Exclusif : Comment Niat Njifendji a repris le pouvoir face à Michel Mevaa M’Eboutou

Les coulisses d’une bataille rude au cœur du pouvoir.

Le Président du Sénat, Niat Njifendji, a regagné Yaoundé le 21 décembre 2021 après une visite médicale en France. Mais avant son départ, une réunion du bureau du Sénat s’est tenue le 14 décembre 2021 avec 4 points à l’ordre du Jour : La situation des personnels du Sénat ; Installation du Sénat dans les locaux du Conseil économique et Social ; Situation domaniale et foncière du Sénat ; Rapport du Groupe de travail chargé de la relecture des textes régissant l’organisation et le fonctionnement du Sénat.

Le Président a choisi de commencer par le point 4 et le groupe de travail mis en place et annoncé a rendu son Rapport :

Ce Rapport relève que le Président du Sénat est le Chef politique, l’Ordonnateur principal du Budget et le Président du Bureau de l’Institution.
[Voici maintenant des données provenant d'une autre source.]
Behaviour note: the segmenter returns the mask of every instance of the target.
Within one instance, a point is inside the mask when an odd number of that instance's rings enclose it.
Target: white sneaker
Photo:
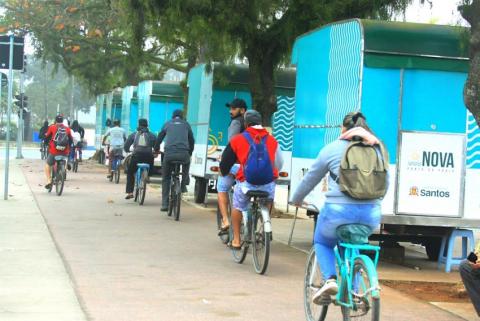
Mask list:
[[[337,280],[328,279],[312,298],[313,303],[321,304],[322,301],[329,300],[331,296],[338,293]]]

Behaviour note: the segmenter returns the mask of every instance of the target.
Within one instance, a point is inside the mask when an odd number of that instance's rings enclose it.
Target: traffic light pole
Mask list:
[[[20,96],[22,97],[20,112],[18,113],[18,125],[17,125],[17,159],[22,159],[22,142],[23,142],[23,104],[25,102],[23,93],[23,82],[25,80],[25,71],[20,73]]]
[[[10,57],[8,62],[8,105],[7,105],[7,144],[5,148],[5,185],[3,199],[8,200],[8,170],[10,161],[10,118],[12,116],[13,95],[13,35],[10,35]]]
Le Rapport explique le Secrétaire Général du Sénat et le responsable de l’administration et, en cas de délégation formelle sur des matières précises, ordonnateur délégué du budget conformément aux dispositions de la loi sur le régime financier de l’Etat et le Règlement intérieur. Il précise que dans tous les cas, le SG est un collaborateur placé sous l’autorité hiérarchique du Président du Sénat et du Bureau de la Chambre.
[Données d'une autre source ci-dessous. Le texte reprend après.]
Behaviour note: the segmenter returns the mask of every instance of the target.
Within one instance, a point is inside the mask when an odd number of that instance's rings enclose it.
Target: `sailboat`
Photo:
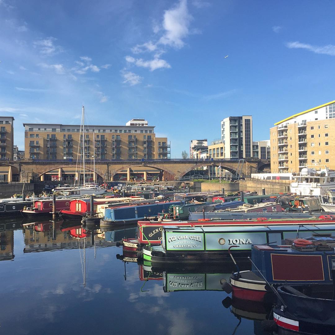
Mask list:
[[[76,180],[74,181],[74,184],[73,186],[71,188],[67,188],[64,189],[60,187],[59,188],[56,188],[54,189],[54,192],[59,191],[61,192],[65,195],[78,195],[79,196],[83,195],[98,195],[102,194],[106,192],[106,190],[102,187],[100,187],[97,184],[95,183],[86,183],[86,182],[85,175],[87,174],[85,171],[85,140],[84,140],[84,125],[85,121],[85,109],[84,106],[83,106],[81,111],[81,121],[80,123],[80,129],[79,135],[79,141],[82,141],[82,145],[81,146],[81,150],[80,153],[79,153],[80,149],[80,145],[79,143],[78,143],[78,152],[77,156],[77,163],[76,167],[76,175],[77,175],[77,171],[78,170],[78,163],[79,165],[79,177],[78,178],[78,185],[76,186]],[[93,136],[94,136],[93,133]],[[94,150],[94,138],[93,138],[93,149]],[[94,156],[94,153],[93,152],[93,181],[95,181],[95,158]],[[83,183],[82,185],[79,185],[79,183],[80,180],[80,176],[81,175],[81,159],[82,158],[82,171],[83,172]]]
Le Rapport met en relief de graves dysfonctionnements au sein de l’Institution, pratiquement bloquée, essentiellement imputables à l’incurie du Secrétaire Général qui défie les usages parlementaires, refuse de se soumettre à l’autorité du Président et du Bureau et n’entend pas faire valoir les règles prévues par la Constitution, la Loi et les arrêtés du Bureau, tenant notamment aux privilèges et avantages des sénateurs, à l’organisation des services, au déploiement des personnels, à la gestion financière et du matériel. Le Rapport propose une mise en demeure au SG, allant jusqu’au 31 décembre 2021, pour réparer les manquements les plus urgents à savoir : la réécriture du Règlement Intérieur, le respect de l’orthodoxie budgétaire, financière et comptable, l’apurement intégral des indemnités des Sénateurs, celles des agents de sécurité détachés au Sénat, les dettes de créanciers divers, la nomination des personnels, l’occupation des bureaux affectés à l’immeuble siège du Conseil Economique et Social.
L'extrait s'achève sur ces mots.